Max Verstappen veroverde in Miami opnieuw de poleposition met een ronde die technisch niet foutloos was, maar strategisch perfect getimed en uitgevoerd.
De Nederlander bleef Lando Norris met 0,065 seconden voor, ondanks dat Red Bull over het geheel genomen niet de snelste auto had. McLaren daarentegen faalde opnieuw op het scherpst van de snede.
Volgens analist Mark Hughes is dit precies waar het verschil wordt gemaakt. Red Bull maximaliseert de performance wanneer het ertoe doet, terwijl McLaren cruciale details mist.
Andrea Stella gaf toe dat zijn team op zaterdag eigenlijk de eerste startrij had moeten bezetten. Norris en Piastri hadden daarvoor de snelheid, maar maakten op beslissende momenten fouten.

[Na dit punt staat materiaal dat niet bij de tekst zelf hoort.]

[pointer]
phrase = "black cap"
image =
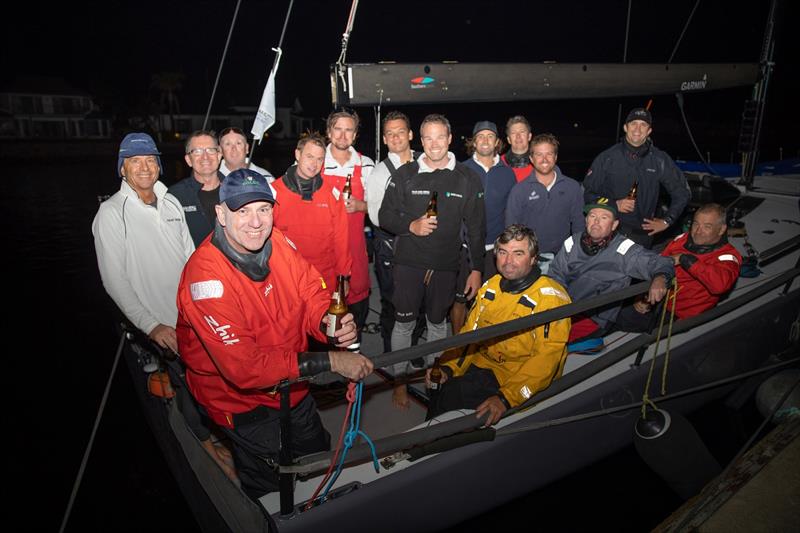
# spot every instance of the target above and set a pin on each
(640, 113)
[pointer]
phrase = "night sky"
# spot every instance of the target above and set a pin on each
(112, 50)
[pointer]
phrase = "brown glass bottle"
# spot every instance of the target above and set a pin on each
(433, 208)
(336, 310)
(347, 191)
(633, 191)
(436, 375)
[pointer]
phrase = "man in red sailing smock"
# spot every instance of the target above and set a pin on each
(706, 264)
(341, 161)
(310, 215)
(247, 301)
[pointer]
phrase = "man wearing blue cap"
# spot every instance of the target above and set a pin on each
(599, 260)
(247, 302)
(142, 243)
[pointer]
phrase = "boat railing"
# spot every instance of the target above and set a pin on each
(315, 463)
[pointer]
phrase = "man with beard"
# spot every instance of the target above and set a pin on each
(199, 193)
(630, 173)
(518, 135)
(426, 259)
(235, 148)
(495, 375)
(547, 201)
(397, 136)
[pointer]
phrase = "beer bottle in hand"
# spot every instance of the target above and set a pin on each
(347, 191)
(634, 189)
(436, 375)
(433, 208)
(336, 310)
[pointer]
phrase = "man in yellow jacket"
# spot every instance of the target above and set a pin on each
(495, 375)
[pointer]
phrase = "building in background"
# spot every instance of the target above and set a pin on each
(48, 108)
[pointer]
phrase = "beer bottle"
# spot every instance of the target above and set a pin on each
(347, 191)
(433, 209)
(634, 189)
(436, 375)
(336, 310)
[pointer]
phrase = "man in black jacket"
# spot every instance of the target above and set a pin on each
(426, 259)
(630, 174)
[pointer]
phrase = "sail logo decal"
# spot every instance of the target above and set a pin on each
(696, 85)
(422, 82)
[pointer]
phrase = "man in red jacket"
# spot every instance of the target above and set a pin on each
(247, 301)
(706, 264)
(310, 214)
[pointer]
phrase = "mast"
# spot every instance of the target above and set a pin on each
(753, 115)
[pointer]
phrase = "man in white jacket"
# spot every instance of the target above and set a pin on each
(142, 242)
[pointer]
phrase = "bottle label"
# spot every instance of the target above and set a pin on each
(333, 325)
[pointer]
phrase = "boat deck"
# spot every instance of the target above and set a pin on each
(760, 492)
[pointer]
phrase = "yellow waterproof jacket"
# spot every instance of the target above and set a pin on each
(524, 363)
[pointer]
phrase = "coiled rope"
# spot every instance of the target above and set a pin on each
(671, 295)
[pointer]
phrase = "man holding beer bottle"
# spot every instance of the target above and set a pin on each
(635, 161)
(494, 375)
(427, 247)
(247, 301)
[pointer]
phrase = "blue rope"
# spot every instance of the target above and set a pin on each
(353, 432)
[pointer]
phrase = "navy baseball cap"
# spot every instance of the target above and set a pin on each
(137, 144)
(484, 125)
(243, 186)
(640, 113)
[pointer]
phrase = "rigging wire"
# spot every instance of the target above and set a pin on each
(278, 53)
(535, 426)
(679, 96)
(345, 39)
(221, 63)
(89, 446)
(624, 60)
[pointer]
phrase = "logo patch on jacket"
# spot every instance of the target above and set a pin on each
(227, 337)
(204, 290)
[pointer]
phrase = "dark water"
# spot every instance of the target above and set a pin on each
(58, 318)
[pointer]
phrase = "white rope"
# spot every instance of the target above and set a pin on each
(88, 450)
(345, 39)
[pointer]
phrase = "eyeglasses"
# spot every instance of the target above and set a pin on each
(197, 152)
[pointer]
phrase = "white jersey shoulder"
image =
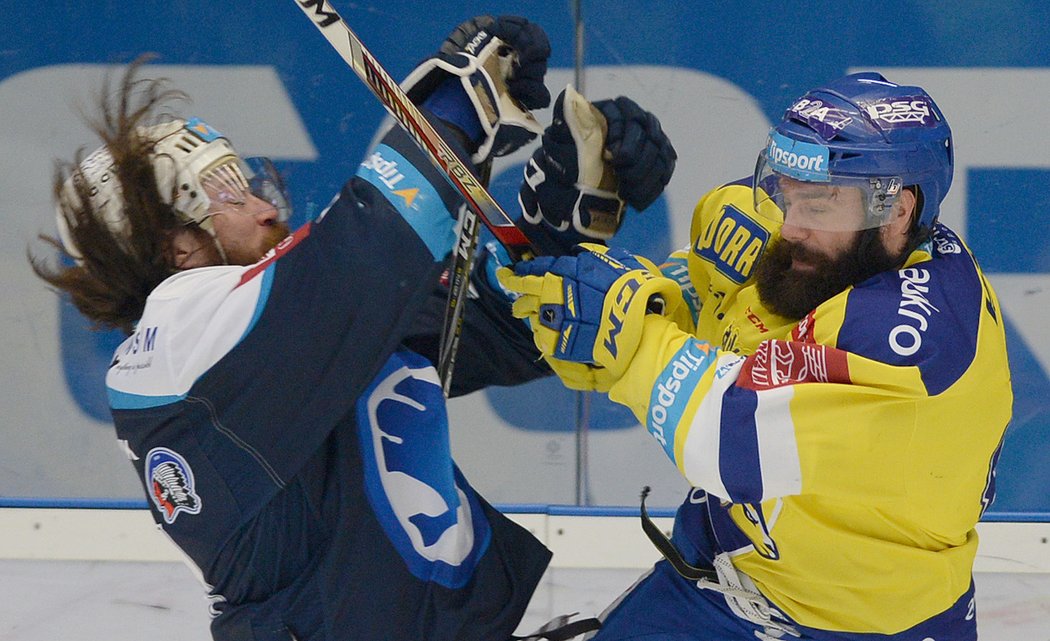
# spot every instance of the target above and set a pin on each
(190, 322)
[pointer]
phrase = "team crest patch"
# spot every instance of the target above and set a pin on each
(170, 482)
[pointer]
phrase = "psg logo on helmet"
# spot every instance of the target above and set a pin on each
(170, 482)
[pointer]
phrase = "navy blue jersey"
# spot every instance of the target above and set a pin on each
(296, 451)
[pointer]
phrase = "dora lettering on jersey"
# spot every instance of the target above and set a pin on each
(733, 243)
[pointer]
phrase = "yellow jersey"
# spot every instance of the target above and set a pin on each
(853, 452)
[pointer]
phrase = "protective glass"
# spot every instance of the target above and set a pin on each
(230, 184)
(798, 188)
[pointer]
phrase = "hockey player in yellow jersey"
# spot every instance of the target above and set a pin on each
(831, 377)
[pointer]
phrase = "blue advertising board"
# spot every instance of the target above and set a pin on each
(716, 74)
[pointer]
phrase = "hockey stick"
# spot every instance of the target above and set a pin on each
(479, 202)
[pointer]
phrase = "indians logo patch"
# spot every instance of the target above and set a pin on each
(170, 482)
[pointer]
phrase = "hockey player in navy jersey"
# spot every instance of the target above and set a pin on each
(288, 440)
(830, 372)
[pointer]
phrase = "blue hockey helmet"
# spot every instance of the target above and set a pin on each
(861, 131)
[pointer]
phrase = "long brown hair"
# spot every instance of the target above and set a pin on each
(114, 273)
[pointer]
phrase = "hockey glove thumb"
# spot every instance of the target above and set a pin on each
(642, 153)
(485, 85)
(569, 191)
(589, 308)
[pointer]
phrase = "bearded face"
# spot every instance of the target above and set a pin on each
(793, 278)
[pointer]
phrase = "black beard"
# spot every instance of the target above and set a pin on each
(793, 294)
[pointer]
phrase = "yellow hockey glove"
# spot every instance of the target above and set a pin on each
(588, 308)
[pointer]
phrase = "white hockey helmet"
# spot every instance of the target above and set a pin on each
(184, 153)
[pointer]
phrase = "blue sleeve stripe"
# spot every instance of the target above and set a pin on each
(738, 460)
(125, 400)
(673, 389)
(413, 195)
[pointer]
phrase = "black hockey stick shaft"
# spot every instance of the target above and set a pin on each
(479, 202)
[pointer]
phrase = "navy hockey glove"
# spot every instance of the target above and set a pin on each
(569, 191)
(485, 79)
(590, 307)
(642, 153)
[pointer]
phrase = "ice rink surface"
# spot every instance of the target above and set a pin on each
(162, 601)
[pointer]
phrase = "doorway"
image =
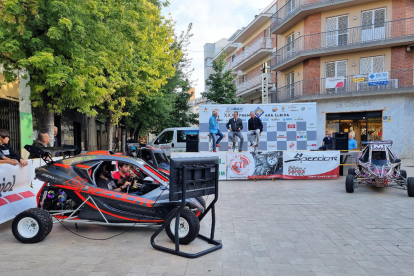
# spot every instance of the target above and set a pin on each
(365, 126)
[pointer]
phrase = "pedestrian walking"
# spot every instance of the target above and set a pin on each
(255, 128)
(235, 125)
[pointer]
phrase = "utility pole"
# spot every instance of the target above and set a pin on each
(265, 83)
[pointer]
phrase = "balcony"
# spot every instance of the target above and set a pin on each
(282, 20)
(251, 85)
(399, 82)
(367, 37)
(261, 48)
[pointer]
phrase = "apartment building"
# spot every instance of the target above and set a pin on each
(246, 51)
(355, 60)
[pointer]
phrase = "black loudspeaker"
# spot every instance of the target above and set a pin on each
(340, 141)
(191, 143)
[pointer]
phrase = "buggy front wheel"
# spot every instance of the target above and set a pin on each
(188, 228)
(410, 186)
(349, 184)
(32, 225)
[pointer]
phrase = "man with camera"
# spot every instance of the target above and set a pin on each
(235, 125)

“We moeten beter uitvoeren en preciezer zijn. Lando zat er goed in tot bocht 17. Oscar verloor zijn ritme dat hij in Q2 wél had.”

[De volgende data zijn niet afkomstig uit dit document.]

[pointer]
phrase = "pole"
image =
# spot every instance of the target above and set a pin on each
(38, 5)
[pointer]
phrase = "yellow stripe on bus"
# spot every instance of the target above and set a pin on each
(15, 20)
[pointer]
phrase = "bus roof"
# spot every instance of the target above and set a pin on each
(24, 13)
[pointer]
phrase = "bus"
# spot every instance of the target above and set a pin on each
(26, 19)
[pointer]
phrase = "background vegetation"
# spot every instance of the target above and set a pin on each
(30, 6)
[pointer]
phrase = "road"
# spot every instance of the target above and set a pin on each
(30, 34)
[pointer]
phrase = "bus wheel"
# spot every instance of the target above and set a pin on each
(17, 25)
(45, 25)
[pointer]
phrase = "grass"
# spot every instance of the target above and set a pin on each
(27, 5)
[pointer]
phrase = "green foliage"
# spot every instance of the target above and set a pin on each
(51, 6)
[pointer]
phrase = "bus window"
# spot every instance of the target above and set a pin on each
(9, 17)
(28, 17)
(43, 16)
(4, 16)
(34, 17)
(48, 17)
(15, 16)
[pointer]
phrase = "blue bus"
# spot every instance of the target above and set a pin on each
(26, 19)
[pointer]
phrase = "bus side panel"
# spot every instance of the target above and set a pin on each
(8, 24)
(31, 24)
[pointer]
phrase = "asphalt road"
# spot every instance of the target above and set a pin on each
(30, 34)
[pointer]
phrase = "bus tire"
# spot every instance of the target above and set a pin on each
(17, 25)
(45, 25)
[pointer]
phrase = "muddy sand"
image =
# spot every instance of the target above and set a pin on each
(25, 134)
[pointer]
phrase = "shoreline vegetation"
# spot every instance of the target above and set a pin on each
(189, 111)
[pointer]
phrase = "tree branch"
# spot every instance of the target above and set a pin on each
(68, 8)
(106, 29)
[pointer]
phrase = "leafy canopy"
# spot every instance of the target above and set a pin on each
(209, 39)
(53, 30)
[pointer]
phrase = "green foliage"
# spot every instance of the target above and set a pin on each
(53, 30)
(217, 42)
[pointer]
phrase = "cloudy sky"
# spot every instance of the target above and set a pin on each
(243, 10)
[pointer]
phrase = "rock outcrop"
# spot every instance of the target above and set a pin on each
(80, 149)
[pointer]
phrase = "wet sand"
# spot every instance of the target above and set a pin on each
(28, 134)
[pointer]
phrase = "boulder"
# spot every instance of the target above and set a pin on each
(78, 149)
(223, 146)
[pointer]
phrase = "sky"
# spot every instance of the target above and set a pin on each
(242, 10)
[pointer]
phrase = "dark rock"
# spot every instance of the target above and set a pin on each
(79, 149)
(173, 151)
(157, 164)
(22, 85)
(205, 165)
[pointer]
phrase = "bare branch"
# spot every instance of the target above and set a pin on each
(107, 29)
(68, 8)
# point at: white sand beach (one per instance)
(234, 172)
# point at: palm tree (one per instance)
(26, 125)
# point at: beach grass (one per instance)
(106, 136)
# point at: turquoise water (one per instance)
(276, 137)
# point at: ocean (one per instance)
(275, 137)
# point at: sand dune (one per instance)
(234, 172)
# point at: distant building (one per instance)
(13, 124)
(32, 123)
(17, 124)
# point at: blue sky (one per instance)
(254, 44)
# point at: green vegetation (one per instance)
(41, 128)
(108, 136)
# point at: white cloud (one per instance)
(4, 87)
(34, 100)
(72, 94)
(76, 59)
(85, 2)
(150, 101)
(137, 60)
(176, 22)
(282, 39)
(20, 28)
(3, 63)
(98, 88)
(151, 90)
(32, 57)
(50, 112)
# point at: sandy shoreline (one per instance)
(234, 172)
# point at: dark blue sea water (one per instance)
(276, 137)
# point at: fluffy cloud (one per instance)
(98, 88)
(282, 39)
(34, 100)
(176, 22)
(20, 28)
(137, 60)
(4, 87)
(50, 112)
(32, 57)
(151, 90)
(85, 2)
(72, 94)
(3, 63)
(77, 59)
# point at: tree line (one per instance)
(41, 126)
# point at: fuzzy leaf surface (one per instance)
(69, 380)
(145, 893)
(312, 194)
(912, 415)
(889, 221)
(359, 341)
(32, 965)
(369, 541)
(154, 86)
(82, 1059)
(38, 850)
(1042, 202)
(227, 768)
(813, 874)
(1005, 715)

Strategische scherpte: Verstappen weet zijn moment te kiezen
Wat Verstappen onderscheidde, was zijn vermogen om binnen de marges van de auto te blijven en toch maximale prestatie eruit te halen. Ondanks overstuur in bocht 1 en banden die niet op temperatuur waren, bleef hij kalm.

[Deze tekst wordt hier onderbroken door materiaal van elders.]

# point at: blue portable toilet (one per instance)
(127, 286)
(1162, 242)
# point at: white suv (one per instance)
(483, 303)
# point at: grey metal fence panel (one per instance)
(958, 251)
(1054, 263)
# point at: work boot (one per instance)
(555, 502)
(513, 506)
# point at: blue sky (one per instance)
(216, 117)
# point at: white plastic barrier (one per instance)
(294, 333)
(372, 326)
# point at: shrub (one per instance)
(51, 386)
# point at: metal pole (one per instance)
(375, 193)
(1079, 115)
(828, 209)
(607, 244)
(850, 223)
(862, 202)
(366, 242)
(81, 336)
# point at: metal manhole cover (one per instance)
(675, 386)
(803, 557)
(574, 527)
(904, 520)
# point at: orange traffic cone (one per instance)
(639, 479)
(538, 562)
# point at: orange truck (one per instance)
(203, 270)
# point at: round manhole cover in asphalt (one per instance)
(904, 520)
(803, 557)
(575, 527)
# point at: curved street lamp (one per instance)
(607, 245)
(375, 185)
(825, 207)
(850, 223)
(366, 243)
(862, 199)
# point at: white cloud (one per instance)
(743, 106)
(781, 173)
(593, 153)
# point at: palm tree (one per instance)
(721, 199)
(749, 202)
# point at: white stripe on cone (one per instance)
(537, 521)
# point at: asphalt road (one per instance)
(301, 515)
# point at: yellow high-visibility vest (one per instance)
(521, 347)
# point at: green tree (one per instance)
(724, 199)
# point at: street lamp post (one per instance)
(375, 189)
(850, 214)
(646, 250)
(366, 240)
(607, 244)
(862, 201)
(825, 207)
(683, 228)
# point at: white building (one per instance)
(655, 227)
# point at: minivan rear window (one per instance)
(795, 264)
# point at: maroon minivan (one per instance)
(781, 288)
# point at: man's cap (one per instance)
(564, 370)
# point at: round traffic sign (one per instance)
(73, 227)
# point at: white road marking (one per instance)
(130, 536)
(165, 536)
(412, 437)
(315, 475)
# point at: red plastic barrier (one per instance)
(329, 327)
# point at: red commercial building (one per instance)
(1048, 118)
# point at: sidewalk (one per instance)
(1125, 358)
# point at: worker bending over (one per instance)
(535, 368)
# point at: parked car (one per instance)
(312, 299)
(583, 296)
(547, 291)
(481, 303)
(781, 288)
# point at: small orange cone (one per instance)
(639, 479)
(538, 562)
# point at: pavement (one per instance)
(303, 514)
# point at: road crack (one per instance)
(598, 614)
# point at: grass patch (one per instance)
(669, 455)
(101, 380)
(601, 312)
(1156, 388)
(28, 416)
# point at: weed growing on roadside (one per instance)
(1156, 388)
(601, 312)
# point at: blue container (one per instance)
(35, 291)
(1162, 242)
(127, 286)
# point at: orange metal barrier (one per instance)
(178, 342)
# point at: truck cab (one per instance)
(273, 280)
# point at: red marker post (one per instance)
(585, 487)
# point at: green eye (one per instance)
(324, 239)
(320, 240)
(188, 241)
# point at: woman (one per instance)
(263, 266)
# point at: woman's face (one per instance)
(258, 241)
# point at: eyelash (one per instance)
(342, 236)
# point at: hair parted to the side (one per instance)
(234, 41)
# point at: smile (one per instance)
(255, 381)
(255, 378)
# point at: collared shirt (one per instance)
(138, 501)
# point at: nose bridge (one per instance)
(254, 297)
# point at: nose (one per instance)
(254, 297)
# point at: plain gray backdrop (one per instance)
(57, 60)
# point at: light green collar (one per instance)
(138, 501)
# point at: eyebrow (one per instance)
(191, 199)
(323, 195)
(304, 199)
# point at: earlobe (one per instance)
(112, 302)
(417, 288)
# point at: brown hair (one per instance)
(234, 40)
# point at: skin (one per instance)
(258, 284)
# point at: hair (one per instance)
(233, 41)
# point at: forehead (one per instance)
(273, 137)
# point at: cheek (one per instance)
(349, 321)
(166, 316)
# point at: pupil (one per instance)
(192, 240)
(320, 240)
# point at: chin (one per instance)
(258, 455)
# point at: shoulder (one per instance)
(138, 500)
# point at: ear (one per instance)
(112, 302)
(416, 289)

In sector 1, waar Red Bull iets meer downforce had dan McLaren, maakte hij direct het verschil.
“Het eerste deel van de ronde was waar hij echt het verschil maakte, zei Christian Horner. Max overdrive daar niet, terwijl de McLarens dat wel deden. Hij was foutloos in het deel waar McLaren de hele tijd domineerde.”
Verstappen gaf aan dat het team verbeteringen had doorgevoerd sinds de sprint. Kleine aanpassingen zorgden ervoor dat de balans net genoeg verbeterde om de auto bruikbaar te maken in Q3.
De nieuwe vloer leverde geen nadeel op, maar de auto blijft gevoelig in langzame bochten. Dat Lando Norris slechts zes honderdsten tekortkwam, maakt de misser extra pijnlijk.
In bocht 17 activeerde hij kortstondig een andere differentieel-instelling, wat meer rotatie opleverde dan verwacht. Hij raakte daardoor hard het binnenste kerbstone, wat zijn uitgang verstoorde.
Piastri had eerder al zijn beste rondetijd in Q2 gereden, maar kon die vorm in Q3 niet herhalen. Stella erkende dat de auto in races voorspelbaar is, maar dat hij onder kwalificatiedruk onverwachte gedragingen vertoont.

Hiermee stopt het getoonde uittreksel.